Bu konu ile ilgili son yarışmamızın resimlerini
http://proses.com/15temmuzslotcar/index.htmladresinde görebilirsiniz. Muhakkak bakın sizin de hoşunuza gideceğine eminim.
Şu anda tamamen kendi dizaynım olan bir eğitici/öğretici konstrüksiyon setini bitirmek üzereyim. Henüz broşürleri hazırlandığı için burada göstermiyorum ama size özel mesaj olarak web sayfasını göndereceğim.
Şimdiye kadar bahsettiklerimi övünmek olsun diye değil ama gerçekten para kazanmanın dışında insanlara "artı değerler" de katmayı hedefleyen birinin, malesef Türkiye şartlarında yaşadığı sıkıntı içinde yazıyorum.

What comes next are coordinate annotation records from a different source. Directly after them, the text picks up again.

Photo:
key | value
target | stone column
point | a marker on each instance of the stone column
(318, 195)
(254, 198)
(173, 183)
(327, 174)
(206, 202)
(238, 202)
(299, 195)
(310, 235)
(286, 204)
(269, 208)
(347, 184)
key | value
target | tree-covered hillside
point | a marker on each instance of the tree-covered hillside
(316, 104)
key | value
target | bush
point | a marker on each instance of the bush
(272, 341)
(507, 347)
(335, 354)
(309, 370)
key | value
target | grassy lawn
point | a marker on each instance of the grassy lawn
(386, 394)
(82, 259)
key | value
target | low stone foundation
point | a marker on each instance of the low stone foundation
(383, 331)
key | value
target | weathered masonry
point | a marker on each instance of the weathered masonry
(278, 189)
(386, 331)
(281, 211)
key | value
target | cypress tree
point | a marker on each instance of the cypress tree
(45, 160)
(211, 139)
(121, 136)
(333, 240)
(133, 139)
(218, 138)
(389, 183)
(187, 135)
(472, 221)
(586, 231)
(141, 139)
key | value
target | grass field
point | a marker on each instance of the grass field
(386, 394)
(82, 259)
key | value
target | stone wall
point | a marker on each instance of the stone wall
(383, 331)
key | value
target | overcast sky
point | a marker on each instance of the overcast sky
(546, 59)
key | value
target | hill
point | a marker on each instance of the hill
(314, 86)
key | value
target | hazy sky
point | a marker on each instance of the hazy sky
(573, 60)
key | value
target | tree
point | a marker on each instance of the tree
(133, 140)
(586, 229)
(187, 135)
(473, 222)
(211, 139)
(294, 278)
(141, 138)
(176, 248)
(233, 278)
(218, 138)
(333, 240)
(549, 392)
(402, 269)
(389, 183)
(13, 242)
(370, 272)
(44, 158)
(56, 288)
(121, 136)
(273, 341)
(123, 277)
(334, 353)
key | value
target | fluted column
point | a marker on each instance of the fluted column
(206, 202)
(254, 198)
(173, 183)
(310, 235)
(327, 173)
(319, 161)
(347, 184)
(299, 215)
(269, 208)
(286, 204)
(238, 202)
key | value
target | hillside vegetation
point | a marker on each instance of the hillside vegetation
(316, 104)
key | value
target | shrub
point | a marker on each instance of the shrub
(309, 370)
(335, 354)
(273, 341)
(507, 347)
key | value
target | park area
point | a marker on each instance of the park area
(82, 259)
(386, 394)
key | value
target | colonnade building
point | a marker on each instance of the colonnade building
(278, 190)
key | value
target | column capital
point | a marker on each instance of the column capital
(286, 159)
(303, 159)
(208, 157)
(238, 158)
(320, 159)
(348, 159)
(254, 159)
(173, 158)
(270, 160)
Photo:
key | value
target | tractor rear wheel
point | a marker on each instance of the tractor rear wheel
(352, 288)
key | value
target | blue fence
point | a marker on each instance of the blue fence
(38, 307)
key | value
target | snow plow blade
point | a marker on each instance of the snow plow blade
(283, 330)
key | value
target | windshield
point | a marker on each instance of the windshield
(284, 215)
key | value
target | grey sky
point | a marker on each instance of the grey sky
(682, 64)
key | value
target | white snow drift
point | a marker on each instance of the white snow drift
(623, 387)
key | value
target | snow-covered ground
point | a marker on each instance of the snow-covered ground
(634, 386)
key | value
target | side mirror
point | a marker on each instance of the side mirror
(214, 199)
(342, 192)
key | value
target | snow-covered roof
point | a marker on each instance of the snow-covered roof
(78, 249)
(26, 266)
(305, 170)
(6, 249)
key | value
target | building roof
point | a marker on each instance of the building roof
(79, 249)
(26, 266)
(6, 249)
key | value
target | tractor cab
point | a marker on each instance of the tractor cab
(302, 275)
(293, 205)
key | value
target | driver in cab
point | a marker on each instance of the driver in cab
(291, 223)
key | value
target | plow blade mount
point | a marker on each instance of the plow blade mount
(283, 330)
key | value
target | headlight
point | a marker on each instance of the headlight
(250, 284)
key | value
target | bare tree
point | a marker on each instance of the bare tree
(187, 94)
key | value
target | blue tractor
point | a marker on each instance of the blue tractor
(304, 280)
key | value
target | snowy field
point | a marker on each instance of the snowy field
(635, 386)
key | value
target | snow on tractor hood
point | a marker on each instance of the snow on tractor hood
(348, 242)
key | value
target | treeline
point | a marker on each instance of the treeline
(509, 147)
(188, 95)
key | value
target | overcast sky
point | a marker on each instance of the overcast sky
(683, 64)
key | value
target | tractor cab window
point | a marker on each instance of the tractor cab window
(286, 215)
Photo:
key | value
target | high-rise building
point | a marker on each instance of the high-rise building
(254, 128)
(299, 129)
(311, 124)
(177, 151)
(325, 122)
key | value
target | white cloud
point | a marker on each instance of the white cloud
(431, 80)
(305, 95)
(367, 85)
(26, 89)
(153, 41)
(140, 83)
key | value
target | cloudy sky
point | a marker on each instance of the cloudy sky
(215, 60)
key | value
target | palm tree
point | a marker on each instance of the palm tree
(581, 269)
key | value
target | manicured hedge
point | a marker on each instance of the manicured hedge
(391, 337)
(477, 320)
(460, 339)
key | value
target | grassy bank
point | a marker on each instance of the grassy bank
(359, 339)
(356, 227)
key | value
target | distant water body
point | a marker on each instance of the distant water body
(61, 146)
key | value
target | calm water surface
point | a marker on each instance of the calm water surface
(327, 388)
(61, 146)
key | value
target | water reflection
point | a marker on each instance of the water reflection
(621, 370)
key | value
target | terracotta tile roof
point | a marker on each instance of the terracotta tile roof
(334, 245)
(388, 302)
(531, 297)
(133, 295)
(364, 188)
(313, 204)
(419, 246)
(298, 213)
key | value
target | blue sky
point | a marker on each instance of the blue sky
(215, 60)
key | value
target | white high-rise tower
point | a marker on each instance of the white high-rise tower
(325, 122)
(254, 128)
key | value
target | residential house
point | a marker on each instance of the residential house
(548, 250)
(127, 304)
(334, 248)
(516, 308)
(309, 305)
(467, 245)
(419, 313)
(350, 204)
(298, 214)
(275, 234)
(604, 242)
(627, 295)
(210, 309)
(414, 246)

Bu uzun girişten sonra bunların sizin sorunuzla ne alakası olduğuna geleyim.
Ben hobileriyle yaşayan bir insanım. Dolayısı ile ne olursa olsun hobileri olan insanlar benim için diğerlerinden daha makbuldür. İster resim, ister maket yapsın, fotoğraf çeksin, sinemaya meraklı olsun, yazı yazsın fark etmez. Ama bunların arasına, daha önce bir tane Rus yazar adı bilmezken birden bire moda oldu diye "Rus Edebiyatı" kurslarına merak saran insanlardan bahsetmiyorum. (Ankara'yı bilemiyorum ama burada bunlar çok var)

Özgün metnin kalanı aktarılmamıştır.